В Риме со времен Августа существовали сильные и хорошо организованные постоянные отряды пожарной службы, называемые cohortes vigilum, в целом они насчитывали семь тысяч человек. Существовал также гарнизон преторианцев, а также десятки тысяч императорских и частных рабов. Но всего этого оказалось недостаточно для борьбы с могучей стихией, усиленной порывистым ветром. Остановить огонь удалось только на шестой день у подножия Эсквилинского холма, после того, как на громадном пространстве города были уничтожены все постройки. Но на этом несчастья еще не кончились. Пламя, словно затаившееся под пеплом, вспыхивало время от времени с новой силой в различных местах, наиболее угрожающие размеры это приобрело во владениях Тигеллина, между холмами Капитолий и Квиринал; три дня пожар свирепствовал в северных районах города.

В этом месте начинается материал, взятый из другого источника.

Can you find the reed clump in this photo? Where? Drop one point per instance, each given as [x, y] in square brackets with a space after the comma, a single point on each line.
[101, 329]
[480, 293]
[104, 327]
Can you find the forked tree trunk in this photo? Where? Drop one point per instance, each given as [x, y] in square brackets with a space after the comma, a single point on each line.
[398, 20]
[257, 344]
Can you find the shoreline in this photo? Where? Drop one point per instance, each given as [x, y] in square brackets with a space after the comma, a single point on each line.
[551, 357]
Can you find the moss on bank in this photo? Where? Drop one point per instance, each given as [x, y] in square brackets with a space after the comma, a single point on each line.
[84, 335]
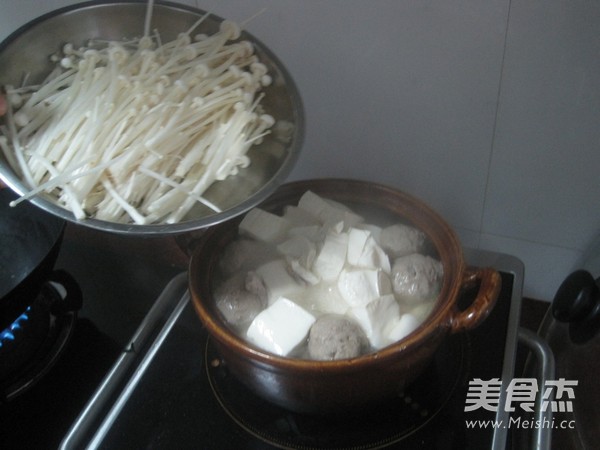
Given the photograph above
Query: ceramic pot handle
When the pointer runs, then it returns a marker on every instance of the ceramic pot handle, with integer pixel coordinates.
(490, 283)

Из четырнадцати районов, на которые Август разделил столицу, только три остались нетронутыми; в семи уцелели некоторые здания, четыре же сгорели дотла. На протяжении своей истории Рим уже неоднократно страдал от пожаров, но этот оказался самым страшным. Его можно сравнить только с тем, который за четыреста пятьдесят лет до этого устроили галлы, захватившие город. Тотчас же вспомнили, что и тогда катастрофа наступила 19 июля. Материальные потери не поддавались исчислению. Однако хуже всего (поскольку это было невосстановимо) оказалось то, что жертвой огня стали многие самые ценные памятники римского прошлого, особенно на Форуме; зато Капитолий и часть Палатина вышли из огня почти невредимыми. Столь же болезненной была утрата многих великолепных шедевров искусства, которые украшали частные дома, а также дворцы и храмы.
Нерон не сразу уразумел масштабы катастрофы. Он вернулся в город из Анция только тогда, когда ему сообщили, что огонь охватывает новую часть дворца, которая связывала Палатин с садами на Эсквилине. Император со всей своей энергией взялся за ликвидацию пожара и прежде всего занялся оказанием помощи толпам бездомных и голодных. Он открыл им и свои собственные сады, и все постройки на Марсовом поле. Он приказал также строить повсюду временные жилища. Всего этого было, однако, недостаточно. Тысячи погорельцев заняли склепы у дорог вокруг города. По распоряжению Нерона снизили цены на хлеб, а также завезли продукты из всех близлежащих городов.